In TxWRI/ldc: Calculate and Plot Pollutant Load Duration Curves

knitr::opts_chunk$set(
  collapse = TRUE,
  comment = "#>"
)

library(ldc)

@vogel_flowduration_1994 describes the flow duration curve (FDC), from which the load duration curve (LDC) is calculated, as the complement of the cumulative distribution function of daily streamflow. For each value of discharge, the corresponding exceedance probability $p$ is calculated as 1 minus the empirical cumulative distribution function. $p$ is calculated for each observation $Q_i$ where $i = 1, 2, ... n$:

$$ p = 1 - P {Q_i\le q_0} \ $$

The quantile $Q_p$ is the empirical quantile function.

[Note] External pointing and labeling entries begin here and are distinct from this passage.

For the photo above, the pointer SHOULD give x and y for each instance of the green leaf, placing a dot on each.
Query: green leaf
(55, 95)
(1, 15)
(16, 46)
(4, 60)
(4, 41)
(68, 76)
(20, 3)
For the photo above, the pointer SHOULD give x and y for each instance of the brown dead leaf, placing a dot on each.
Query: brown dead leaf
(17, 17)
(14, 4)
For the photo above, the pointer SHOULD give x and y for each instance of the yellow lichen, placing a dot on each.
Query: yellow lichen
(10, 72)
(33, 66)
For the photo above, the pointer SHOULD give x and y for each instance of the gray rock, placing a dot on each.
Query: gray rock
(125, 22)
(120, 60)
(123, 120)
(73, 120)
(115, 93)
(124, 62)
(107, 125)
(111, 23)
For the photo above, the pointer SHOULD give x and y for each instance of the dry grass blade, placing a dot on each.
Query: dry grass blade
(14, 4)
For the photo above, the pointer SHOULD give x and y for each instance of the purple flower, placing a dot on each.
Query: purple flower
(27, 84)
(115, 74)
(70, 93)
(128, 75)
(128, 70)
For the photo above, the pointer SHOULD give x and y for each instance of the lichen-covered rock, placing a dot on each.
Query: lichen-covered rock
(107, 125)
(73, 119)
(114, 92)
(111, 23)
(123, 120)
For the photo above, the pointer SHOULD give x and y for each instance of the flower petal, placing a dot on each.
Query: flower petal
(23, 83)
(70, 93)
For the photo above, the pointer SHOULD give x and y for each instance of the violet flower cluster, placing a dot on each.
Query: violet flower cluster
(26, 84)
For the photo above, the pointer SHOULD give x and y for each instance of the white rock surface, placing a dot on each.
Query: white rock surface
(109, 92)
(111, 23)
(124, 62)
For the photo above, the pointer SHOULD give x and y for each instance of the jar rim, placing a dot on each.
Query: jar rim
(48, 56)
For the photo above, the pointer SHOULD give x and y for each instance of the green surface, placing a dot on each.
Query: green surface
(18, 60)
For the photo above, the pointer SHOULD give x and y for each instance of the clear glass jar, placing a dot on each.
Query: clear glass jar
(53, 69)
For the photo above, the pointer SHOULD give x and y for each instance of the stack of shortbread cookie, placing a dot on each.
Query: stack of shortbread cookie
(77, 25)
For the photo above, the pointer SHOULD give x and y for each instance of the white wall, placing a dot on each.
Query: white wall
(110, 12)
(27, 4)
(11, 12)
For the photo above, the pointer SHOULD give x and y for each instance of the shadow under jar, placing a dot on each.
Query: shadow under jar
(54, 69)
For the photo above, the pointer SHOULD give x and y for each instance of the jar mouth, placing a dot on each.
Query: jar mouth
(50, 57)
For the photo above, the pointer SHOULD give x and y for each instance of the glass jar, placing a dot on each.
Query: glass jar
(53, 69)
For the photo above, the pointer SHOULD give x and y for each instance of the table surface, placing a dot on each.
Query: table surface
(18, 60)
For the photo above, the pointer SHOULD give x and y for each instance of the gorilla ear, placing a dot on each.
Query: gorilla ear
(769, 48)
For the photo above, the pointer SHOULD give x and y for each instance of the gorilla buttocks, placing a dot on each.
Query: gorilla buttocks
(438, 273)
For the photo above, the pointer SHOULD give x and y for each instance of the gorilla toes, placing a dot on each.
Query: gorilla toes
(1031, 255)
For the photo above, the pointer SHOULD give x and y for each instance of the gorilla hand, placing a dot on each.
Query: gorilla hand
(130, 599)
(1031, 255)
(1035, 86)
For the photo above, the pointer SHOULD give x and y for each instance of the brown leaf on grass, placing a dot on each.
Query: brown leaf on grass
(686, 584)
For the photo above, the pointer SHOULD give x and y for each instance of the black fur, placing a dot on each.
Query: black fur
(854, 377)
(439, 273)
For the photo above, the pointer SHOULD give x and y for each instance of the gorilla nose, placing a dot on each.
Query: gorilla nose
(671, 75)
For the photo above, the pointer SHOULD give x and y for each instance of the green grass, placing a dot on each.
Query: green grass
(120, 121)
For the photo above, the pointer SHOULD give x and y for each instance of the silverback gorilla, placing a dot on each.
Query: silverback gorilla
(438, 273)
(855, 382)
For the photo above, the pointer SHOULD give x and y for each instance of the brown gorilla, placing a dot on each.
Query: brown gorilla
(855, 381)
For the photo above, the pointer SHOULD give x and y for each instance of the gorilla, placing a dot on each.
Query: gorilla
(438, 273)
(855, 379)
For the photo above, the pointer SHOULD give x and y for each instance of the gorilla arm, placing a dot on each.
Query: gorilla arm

The default method for estimating $p$ is the Weibull plotting position (estimator = 6). The Weibull plotting position provides a unbiased estimates of $p_i$ regardless of the underlying streamflow distribution [@vogel_flowduration_1994]. The Weibull plotting position is calculated $p$ where $q_i$, $i = 1, 2, ... n$, is the $i$th sorted streamflow value:

$$ p = P(Q > q_i) = \frac{i}{n+1} $$

This is equivalent to $Q_{p,1}$ described in @vogel_flowduration_1994 and is the default method used in calc_ldc() and calc_annual_ldc().

Alternative Quantile Estimators

The Harrell-Davis distribution-free quantile estimator (estimator = "hd") is described by @harrell_new_1982, which is equivalent to $Q_{p,3}$ described in @vogel_flowduration_1994. The math is not included here, but can be found in both @vogel_flowduration_1994 and @harrell_new_1982. @vogel_flowduration_1994 note this estimator provides smoother estimates of quantiles than $Q_{p,1}$ for small samples. This is particularly advantageous in calculating annualized flow duration curves and only included for the calc_annual_ldc() function. The calc_annual_ldc() function returns the quantiles only at measured streamflow values, so estimation of quantiles is not needed they are returned directly by the plotting position methods (estimator = 5:9).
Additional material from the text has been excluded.